Bernstein maintained its Outperform rating and $36 price target on TeraWulf (WULF) after the company signed a $19 billion, 20-year lease with Anthropic on Monday and sold its majority stake in the Abernathy joint venture to a Fluidstack-led investor group. The lease covers 401 megawatts of IT load at TeraWulf's Justified Data campus in Hawesville, Kentucky, delivering better economics than Bernstein had modeled, with an average annual yield of $2.4 million per IT megawatt compared with the firm's earlier $1.9 million assumption. The two transactions mark a shift in TeraWulf's business model toward full ownership, direct customer relationships, and complete operational control as the bitcoin miner diversifies into AI infrastructure.
The Anthropic lease is TeraWulf's third AI deal, joining earlier agreements with Core42 and Google-backstopped Fluidstack, according to Bernstein. The 20-year term is the longest signed by an emerging AI infrastructure player among diversifying bitcoin miners, most of whom are securing 10- to 15-year base contracts, Bernstein said. The contract carries two five-year renewal options that could extend it another decade. Initial capacity will come online in the second half of 2027, with full delivery by early 2028, according to Bernstein.

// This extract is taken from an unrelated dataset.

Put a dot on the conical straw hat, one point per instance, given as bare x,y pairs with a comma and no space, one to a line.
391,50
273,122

TeraWulf's AI orderbook now stands at roughly $27 billion in contracted revenue against about 839 megawatts of IT load, spanning deals of 10 to 20 years, Bernstein said. The Block reported the agreement is expected to generate about $19 billion in revenue.
Bernstein flagged the two transactions as a change in TeraWulf's business model toward full ownership, direct customer relationships, and complete operational control. TeraWulf controls about 3.6 gigawatts of power assets across New York, Kentucky, and Maryland, a runway Bernstein expects to support 250 to 500 megawatts of new critical IT load each year.
TeraWulf agreed to sell its 50.1% stake in the Abernathy JV for $530 million, a roughly 18% return on the $450 million equity stake it invested, according to Bernstein. The joint venture was established in October 2025 to develop a 168-megawatt data center campus in Abernathy, Texas, with Fluidstack as both partner and anchor tenant. The buyer group is led by Fluidstack.
Payment comes in three installments: $250 million within 14 days of signing, $150 million by the end of 2026, and the remaining roughly $130 million by April 30, 2027, subject to adjustment. TeraWulf plans to redeploy the proceeds into fully owned AI infrastructure buildouts, Bernstein said.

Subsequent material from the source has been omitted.